4.         Sastra dalam Praktek Budaya Lokal
Karya satra Jawa dan Melayu Islam  mendapat sambutan yang semarak di masyarakat, karena kedua hasil karya sastra tersebut cukup dikenal, sering diperbincangkan dalam konteks keagamaan. Di kalangan budayawan dan pelaku/pencinta sastra lama, sastra Sasak pengaruh Jawa lebih dihargai dibanding dengan sastra Melayu. Mengapa hal ini bisa terjadi, ada berbagai alasan untuk mengatakan kedudukan kedua sastra ini dalam prakteknya di masyarakat Sasak dibedakan, 1) media yang digunakan, Sastra Sasak dianggap lebih sakral dibanding Melayu, karena ditulis di daun lontar (takepan), hurufnya lebih kuno dan mencerminkan kedaerahan (jejawan)  dan Melayu di kertas (kitab),  huruf Arab Melayu mencerminkan lebih muda dan asing sehingga tampak kurang sakral; 2) isi cerita yang disampaikan keduanya berlatar keislaman. Dalam sastra Sasak latar cerita lebih dekat dengan budaya Nusantara dan Islam ada dalam bungkus budaya. Sastra Melayu lebih kental nuansa pengajaran keislamannya dibanding isi cerita, ini sejalan dengan pandangan Van Ronkel tentang ketuaan sastra Melayu dibanding sastra Jawa ketika menyangkut keislaman; 3) penyajian dalam bentuk pertunjukan, sastra Sasak (pepaosan)  wajib diawali dengan kelengkapan ritual seperti, penginang, andang-andang, air kembang, dan dulang penamat, sedangkan dalam bakayat tidak wajib. 4) penyampaian kedua bentuk sastra ini menggunakan lagu/tembang. Sastra Sasak (pepaosan) menggunakan jenis tembang yang relatif tetap (sinom, pangkur, ginanti, asmarandana, dandang gula, gugur mayang) sedang dalam bakayat tidak ada nama tembang dan menggunakan irama/ tembang Melayu untuk semua kitab/hikayat yang dibaca. Namun dalam perkembangannya setiap pemace mempunyai kreasi sendiri dalam melagukan setiap penggalan dalam teks.    

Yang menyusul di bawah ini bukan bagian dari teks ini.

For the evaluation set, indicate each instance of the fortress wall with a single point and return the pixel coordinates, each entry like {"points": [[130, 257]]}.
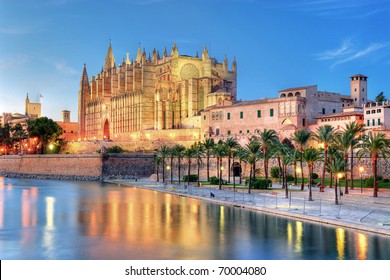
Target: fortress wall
{"points": [[77, 166]]}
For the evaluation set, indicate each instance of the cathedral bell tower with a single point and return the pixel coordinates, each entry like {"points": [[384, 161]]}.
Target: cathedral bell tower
{"points": [[359, 89]]}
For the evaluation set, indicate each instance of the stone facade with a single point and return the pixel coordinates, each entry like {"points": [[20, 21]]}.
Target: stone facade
{"points": [[151, 93]]}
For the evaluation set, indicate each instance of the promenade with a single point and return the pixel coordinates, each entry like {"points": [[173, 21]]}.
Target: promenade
{"points": [[357, 210]]}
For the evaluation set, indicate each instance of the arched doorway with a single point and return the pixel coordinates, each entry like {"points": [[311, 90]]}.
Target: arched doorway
{"points": [[106, 130], [236, 169]]}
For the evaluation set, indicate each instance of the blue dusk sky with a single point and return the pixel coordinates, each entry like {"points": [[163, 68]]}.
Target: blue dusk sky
{"points": [[277, 44]]}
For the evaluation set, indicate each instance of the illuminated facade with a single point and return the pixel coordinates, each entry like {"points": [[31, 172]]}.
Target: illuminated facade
{"points": [[152, 93]]}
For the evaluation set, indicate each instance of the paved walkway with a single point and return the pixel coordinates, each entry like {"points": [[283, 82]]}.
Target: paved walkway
{"points": [[358, 210]]}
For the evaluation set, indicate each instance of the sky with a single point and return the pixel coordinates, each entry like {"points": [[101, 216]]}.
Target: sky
{"points": [[277, 44]]}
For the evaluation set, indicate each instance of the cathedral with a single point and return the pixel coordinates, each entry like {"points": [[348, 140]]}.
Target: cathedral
{"points": [[152, 93]]}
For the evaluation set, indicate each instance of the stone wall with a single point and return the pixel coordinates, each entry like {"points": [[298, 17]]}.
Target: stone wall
{"points": [[77, 167]]}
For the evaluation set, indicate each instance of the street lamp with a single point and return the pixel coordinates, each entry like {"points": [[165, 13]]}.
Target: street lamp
{"points": [[361, 170]]}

Praktek budaya lokal Sasak dalam sastra Melayu dapat dicermati salah satunya dalam pembacaan kitab Qisassul Anbiya tentang Nabi Yusuf yang dipertunjukkan oleh sebuah kelompok bakayat dari Dasan Lendang, Bayan, Kabupaten Lombok Utara.
Bismillahirrahmanirrahim, alkazzam menyatakan kisah nabi Allah Yusuf bertemu; (Bahasa Melayu/ BM)
Bismillahirrahmanirrahim dengan nama Allah yang bersifat pengasih dan penyayang  bagi hambanya. Araq sopoq cerite siq te ceritaang beraran Nabi Allah Yusuf kekasih  Allah SWT; (Bahasa Sasak/ BS)
Bismillahirrahmanirrahim dengan menyebut nama Allah yang maha pengasih dan penyayang bagi hambanya. Dikisahkan sebauh cerita yang bernama Nabi Allah Yusuf kekasih SWT (Bahasa Indonesia / BI)
Dengan segala saudaranya kata yang empunya cerita; (BM)
Siq keteceritayang kanak bajang ni inges solah bedait kance semeton ne wah ne te  siq jual siq...ape arane...saudaranya; (BS)
Dikisahkan bahwasanya ada seorang anak muda yang dikarunia wajah tampan melebihi segalanya, konon pada kisah ini Yusuf bertemu dengan saudaranya setelah sekian lama terpisahkan semenjak usia anak-anak ketika saudaranya menjualnya (BI)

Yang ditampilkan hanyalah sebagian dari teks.